Para além da obscuridade da sua origem e propriedade, os petroleiros em questão são muitas vezes velhos e não estão totalmente segurados, e muitas vezes contêm tripulações que têm pouca experiência nas águas agitadas e turbulentas da Dinamarca. Esta situação levou o Gabinete Nacional de Auditoria da Dinamarca a publicar um relatório expondo a falta de preparação do Ministério da Defesa em caso de derrame de petróleo ou de produtos químicos. Com um exemplo de humor negro, Lorenzen e Andersen explicam como pode ser lenta uma operação de limpeza: “Há três anos, um navio de intervenção demorou 27 horas a chegar ao local de um acidente. Felizmente, era apenas um capitão bêbedo num navio relativamente intacto cheio de fertilizantes”. Menos engraçado, a frota de navios de resposta do Ministério da Defesa já estava obsoleta em 1996 (o National Audit Office já tinha emitido tais avisos em 2016). Michelle Bockmann of Lloyd’s List Intelligence chama a situação de “um desastre à espera de acontecer”.

A proveniência obscura e o estatuto de seguro duvidoso destes navios são também uma responsabilidade financeira. Em caso de catástrofe, os dinamarqueses poderiam muito bem acabar (mais uma vez) por pagar a fatura.
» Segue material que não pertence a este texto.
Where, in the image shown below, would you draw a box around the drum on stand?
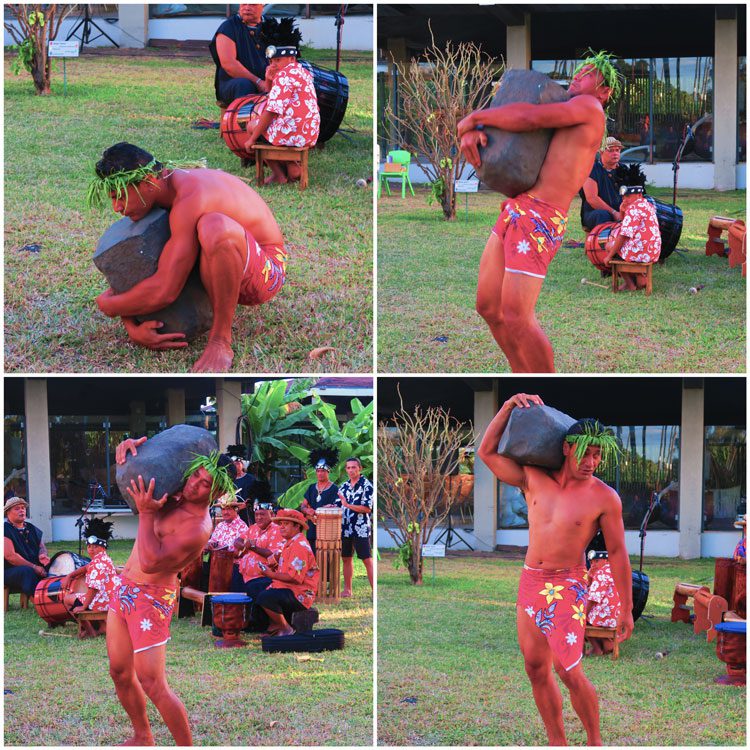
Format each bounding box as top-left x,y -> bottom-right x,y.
47,552 -> 91,576
585,221 -> 617,275
300,60 -> 349,143
220,94 -> 266,159
211,594 -> 251,648
315,508 -> 343,601
644,195 -> 682,260
34,576 -> 86,627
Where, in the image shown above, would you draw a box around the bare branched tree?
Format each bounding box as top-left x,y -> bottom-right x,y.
385,30 -> 503,221
378,404 -> 471,584
3,3 -> 78,96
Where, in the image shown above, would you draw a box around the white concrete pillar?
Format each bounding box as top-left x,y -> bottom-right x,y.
679,378 -> 704,560
130,401 -> 146,438
24,378 -> 52,542
474,380 -> 497,550
117,3 -> 149,49
216,378 -> 242,453
167,388 -> 185,427
713,13 -> 737,190
505,13 -> 531,70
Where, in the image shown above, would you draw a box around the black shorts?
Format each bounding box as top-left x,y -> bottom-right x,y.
341,536 -> 372,560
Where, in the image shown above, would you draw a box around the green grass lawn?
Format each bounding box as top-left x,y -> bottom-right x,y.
378,189 -> 745,373
4,541 -> 373,747
5,50 -> 373,373
378,554 -> 747,746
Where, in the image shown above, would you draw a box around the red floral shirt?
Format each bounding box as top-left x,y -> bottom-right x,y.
208,516 -> 247,548
616,198 -> 661,263
256,62 -> 320,148
86,552 -> 120,612
271,533 -> 320,609
240,523 -> 286,583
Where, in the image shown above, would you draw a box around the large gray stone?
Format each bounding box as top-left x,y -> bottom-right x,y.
477,70 -> 568,198
94,208 -> 213,341
497,404 -> 576,469
115,424 -> 219,513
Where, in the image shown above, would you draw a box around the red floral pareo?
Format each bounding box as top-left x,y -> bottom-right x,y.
254,62 -> 320,148
86,552 -> 120,612
612,198 -> 661,263
586,560 -> 622,628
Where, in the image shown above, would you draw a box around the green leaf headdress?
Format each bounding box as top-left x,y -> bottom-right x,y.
86,158 -> 206,208
573,47 -> 624,101
565,419 -> 622,466
182,451 -> 236,502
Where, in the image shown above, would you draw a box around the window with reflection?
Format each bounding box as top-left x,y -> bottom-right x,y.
498,425 -> 680,529
703,425 -> 747,531
531,57 -> 713,162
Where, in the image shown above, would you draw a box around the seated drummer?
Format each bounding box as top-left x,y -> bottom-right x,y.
245,18 -> 320,184
232,502 -> 286,600
255,510 -> 320,635
87,143 -> 287,372
208,3 -> 268,105
203,494 -> 247,592
62,518 -> 121,636
3,497 -> 50,597
603,170 -> 661,291
579,137 -> 622,232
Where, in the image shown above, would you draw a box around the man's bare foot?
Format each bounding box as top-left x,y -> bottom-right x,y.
118,734 -> 156,747
263,174 -> 289,185
190,341 -> 234,372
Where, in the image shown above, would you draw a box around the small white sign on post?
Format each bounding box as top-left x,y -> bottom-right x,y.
48,40 -> 81,57
422,544 -> 445,581
456,180 -> 479,193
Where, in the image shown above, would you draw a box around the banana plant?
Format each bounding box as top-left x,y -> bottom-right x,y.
279,396 -> 373,508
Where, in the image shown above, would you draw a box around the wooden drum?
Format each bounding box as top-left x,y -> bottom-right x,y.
208,549 -> 235,593
714,622 -> 747,685
315,508 -> 343,600
211,594 -> 251,648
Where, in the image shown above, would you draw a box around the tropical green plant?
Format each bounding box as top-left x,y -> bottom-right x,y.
279,396 -> 373,508
240,379 -> 319,479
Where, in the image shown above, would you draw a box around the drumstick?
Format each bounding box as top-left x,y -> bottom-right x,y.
581,279 -> 609,289
39,630 -> 75,638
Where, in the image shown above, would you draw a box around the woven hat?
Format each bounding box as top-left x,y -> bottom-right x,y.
271,509 -> 307,531
3,497 -> 29,516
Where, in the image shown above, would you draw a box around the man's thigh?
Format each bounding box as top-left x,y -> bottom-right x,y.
477,232 -> 505,311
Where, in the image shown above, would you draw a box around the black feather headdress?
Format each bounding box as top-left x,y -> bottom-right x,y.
260,17 -> 302,57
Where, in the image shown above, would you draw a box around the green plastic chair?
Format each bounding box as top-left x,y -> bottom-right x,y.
378,151 -> 414,198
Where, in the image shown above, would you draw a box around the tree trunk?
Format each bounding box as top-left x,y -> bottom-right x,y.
440,168 -> 456,221
409,532 -> 422,586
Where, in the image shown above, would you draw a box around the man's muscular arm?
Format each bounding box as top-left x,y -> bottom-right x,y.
126,475 -> 195,573
96,206 -> 200,317
458,94 -> 604,137
599,487 -> 633,641
477,393 -> 543,488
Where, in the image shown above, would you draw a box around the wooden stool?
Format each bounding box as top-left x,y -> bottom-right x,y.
253,143 -> 310,190
609,260 -> 654,297
586,625 -> 620,659
74,610 -> 107,638
3,586 -> 29,612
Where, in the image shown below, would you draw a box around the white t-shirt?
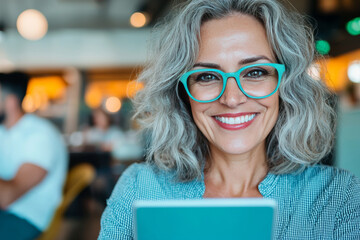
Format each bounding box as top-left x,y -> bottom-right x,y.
0,114 -> 68,231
Entre outras soluções a curto e a longo prazo, o escritor dinamarquês e político de centro-esquerda Christian Friis Bach quer que a Dinamarca abandone a sua opt-out para que a legislação da União Europeia possa ser utilizada para combater os crimes ambientais com penas mais pesadas e ajudar o país a perseguir os criminosos para além das fronteiras nacionais, The Local Denmark relata. “Não ajuda muito contra os russos que não estão na UE, mas é um bom começo”, disse Bach ao Finans.
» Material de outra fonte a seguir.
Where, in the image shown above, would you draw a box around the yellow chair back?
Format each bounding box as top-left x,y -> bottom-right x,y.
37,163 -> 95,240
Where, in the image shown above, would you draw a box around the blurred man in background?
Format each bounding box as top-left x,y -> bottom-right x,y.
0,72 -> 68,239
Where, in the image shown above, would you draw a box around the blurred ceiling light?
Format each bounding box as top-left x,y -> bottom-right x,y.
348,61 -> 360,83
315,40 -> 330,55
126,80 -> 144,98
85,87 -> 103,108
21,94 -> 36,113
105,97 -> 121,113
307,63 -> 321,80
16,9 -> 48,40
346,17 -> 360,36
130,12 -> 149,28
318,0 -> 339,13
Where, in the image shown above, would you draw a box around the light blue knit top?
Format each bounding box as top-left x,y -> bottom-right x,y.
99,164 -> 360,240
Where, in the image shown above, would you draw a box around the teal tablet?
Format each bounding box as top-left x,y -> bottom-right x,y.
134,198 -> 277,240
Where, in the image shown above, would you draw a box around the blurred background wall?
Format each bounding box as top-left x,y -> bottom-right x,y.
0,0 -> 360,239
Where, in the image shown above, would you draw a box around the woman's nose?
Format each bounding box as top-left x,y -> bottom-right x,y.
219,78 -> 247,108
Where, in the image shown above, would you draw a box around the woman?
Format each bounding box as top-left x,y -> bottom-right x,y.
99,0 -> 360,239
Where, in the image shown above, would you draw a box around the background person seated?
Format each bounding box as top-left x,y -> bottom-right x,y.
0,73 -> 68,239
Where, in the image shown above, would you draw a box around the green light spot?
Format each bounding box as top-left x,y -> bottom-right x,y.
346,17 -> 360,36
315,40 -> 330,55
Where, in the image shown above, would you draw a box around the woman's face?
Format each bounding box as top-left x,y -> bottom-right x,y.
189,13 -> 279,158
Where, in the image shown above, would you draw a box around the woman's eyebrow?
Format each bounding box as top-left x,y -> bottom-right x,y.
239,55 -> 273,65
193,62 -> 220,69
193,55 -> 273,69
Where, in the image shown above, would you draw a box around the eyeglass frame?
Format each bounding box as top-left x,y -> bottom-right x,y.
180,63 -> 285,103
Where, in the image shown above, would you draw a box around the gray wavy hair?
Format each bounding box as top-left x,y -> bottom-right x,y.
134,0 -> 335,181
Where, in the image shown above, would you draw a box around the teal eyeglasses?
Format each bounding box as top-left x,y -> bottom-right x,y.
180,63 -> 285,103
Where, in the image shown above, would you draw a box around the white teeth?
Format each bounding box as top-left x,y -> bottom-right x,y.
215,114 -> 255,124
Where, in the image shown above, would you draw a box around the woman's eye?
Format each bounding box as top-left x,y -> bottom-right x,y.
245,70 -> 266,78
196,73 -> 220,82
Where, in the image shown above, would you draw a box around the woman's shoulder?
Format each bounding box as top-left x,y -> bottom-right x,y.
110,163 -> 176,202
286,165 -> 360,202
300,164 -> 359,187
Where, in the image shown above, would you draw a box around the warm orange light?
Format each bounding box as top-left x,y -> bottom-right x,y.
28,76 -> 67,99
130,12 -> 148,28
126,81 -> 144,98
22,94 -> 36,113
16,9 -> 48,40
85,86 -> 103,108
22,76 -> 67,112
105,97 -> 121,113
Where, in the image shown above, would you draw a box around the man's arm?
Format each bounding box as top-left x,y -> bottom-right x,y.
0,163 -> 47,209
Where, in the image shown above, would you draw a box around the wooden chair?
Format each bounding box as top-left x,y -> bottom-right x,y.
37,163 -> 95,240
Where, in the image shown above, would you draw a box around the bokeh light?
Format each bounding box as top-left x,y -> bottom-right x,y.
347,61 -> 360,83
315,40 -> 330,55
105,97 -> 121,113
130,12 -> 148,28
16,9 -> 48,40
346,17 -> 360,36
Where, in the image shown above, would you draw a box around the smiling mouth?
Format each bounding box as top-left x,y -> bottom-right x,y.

Mais a norte,  Noruega corre o risco de cometer aquilo a que os ambientalistas (e um número crescente de instituições nacionais e internacionais) chamam ecocídio. Membros da Seas at Risk e Ecocide Alliance, entre outros, warn in EUObserver que o país escandinavo decision que a autorização da exploração mineira em águas profundas no Ártico causará “perturbações duradouras na estabilidade climática e na saúde marinha”. Para os autores, a decisão da Noruega corresponde à definição legal de ecocídio: “actos ilícitos ou arbitrários cometidos com conhecimento de que existe uma probabilidade substancial de que esses actos causem danos graves e generalizados ou a longo prazo ao ambiente”. Nesta base, os autores defendem que a União Europeia e a comunidade internacional devem exigir que a Noruega reverta a sua decisão.

De facto, como Reporterre relata, o Parlamento Europeu aprovou, a 7 de fevereiro, um resolução exigindo que a Noruega proteja os ecossistemas do Ártico e apele a uma moratória sobre a exploração mineira em águas profundas. A Greenpeace França considerou a resolução uma vitória. Resta saber se a Noruega cede à pressão internacional. Afinal, já ignorou as preocupações dos cientistas, da sociedade civil, da Agência Ambiental Norueguesa e de uma petição assinada por mais de 500.000 pessoas.